Cam visits a local store and asks the storekeeper about strychnine and other insect poisons. He learns that there is an especially potent insecticide with enough strychnine in it to kill a horse. The pills are labeled with a distinctive "W" marking. He buys a bottle of arsenic poison.

To intervene and protect Doug, Cam boards the Europe-bound ocean liner and surprises Lynne and Doug. His ruse is that he cannot stand to be apart from Lynne, but he has secretly brought the bottle of arsenic aboard in order to kill Lynne and thereby save Doug. He convincingly pretends to romance Lynne but is tortured by his indecision, as he cannot bring himself to kill her but feels that he must do so.

Cam secretly searches Lynne's belongings and finds several pills marked with the "W" intermixed in a bottle with aspirin tablets. Now believing that he has proof that Lynne had indeed poisoned Polly and his brother, Cam devises a plan. In Lynne's stateroom, he surreptitiously dissolves one of the "W" tablets into her drink and she consumes it. Cam then informs her that the drink contained poison but if she seeks medical help immediately, her life can be spared. Lynne acts nervously but defiantly denies any wrongdoing and insists that the pills are all simply aspirin. The ship's detective, who had been hiding in another room, reveals himself. When the clock passes the time at which Cam believes that the poison would have incapacitated Lynne, she indignantly expels the men from her room. Cam is overwhelmed with guilt at having suspected Lynne and is grateful that he had scuttled his earlier opportunity to kill her. A short while later, Cam is summoned to the office of the ship's doctor and learns that Lynne had rushed to the doctor, dying from strychnine poisoning, just after Cam and the detective had left her stateroom. The doctor is able to save her life with no time to spare.
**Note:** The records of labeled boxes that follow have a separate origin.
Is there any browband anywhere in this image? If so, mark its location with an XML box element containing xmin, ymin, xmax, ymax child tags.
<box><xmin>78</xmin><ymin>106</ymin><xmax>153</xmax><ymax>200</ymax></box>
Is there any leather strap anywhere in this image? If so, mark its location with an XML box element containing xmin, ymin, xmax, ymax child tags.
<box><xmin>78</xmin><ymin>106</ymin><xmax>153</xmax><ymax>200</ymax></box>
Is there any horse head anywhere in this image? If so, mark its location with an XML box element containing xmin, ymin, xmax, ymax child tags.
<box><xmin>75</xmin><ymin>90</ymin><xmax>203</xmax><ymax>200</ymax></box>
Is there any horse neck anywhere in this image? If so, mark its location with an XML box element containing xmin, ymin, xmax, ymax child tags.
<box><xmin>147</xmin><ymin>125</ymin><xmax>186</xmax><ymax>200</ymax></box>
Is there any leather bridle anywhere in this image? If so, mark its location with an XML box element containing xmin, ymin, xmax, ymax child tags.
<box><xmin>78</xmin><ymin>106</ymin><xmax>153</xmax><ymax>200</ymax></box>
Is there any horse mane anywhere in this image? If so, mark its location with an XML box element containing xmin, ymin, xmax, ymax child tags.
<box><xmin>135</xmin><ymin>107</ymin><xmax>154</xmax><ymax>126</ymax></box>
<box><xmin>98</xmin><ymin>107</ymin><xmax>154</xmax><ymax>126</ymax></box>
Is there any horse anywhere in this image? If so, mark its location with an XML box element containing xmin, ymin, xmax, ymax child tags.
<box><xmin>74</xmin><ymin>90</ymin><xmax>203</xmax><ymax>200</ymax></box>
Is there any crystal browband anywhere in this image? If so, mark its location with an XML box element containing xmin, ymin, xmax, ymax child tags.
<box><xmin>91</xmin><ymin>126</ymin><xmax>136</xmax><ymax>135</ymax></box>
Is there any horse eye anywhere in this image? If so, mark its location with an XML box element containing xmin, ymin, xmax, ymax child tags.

A court sentences Lynne to prison for life for the murders of Polly and her husband.

==Cast==

- Joseph Cotten as Whitney 'Cam' Cameron
- Jean Peters as Lynne Cameron
- Gary Merrill as Fred Sargent
- Catherine McLeod as Maggie Sargent
- Jack Kruschen as Detective Lt. Harold Y. Cole
- Barney Phillips as Detective Capt. Pringle
- Freddy Ridgeway as Doug Cameron (as Fred Ridgeway)

==Reception==
In a contemporary review for The New York Times, critic Howard Thompson wrote:While supposedly based on fact, the rhetorical contrivances of this lengthy Twentieth Century-Fox item defeat a trim little cast headed by Joseph Cotten and Jean Peters, and offers a few bursts of suspense and a fairly provocative story blueprint, the stalking of a beautiful poison expert. ... However, Mr. Stone's plodding fixation on conventionalized justice, redundantly stressed in the hero's narration, sidesteps any surprises along the way. Indeed it loses conviction altogether before the climax, when he traps the culprit aboard an ocean liner, squiring her intended victim and enough strychnine—as Mr. Cotten accuses her, twice—to choke a horse. "This farce," replies the understandably surly Miss Peters, has gone on long enough."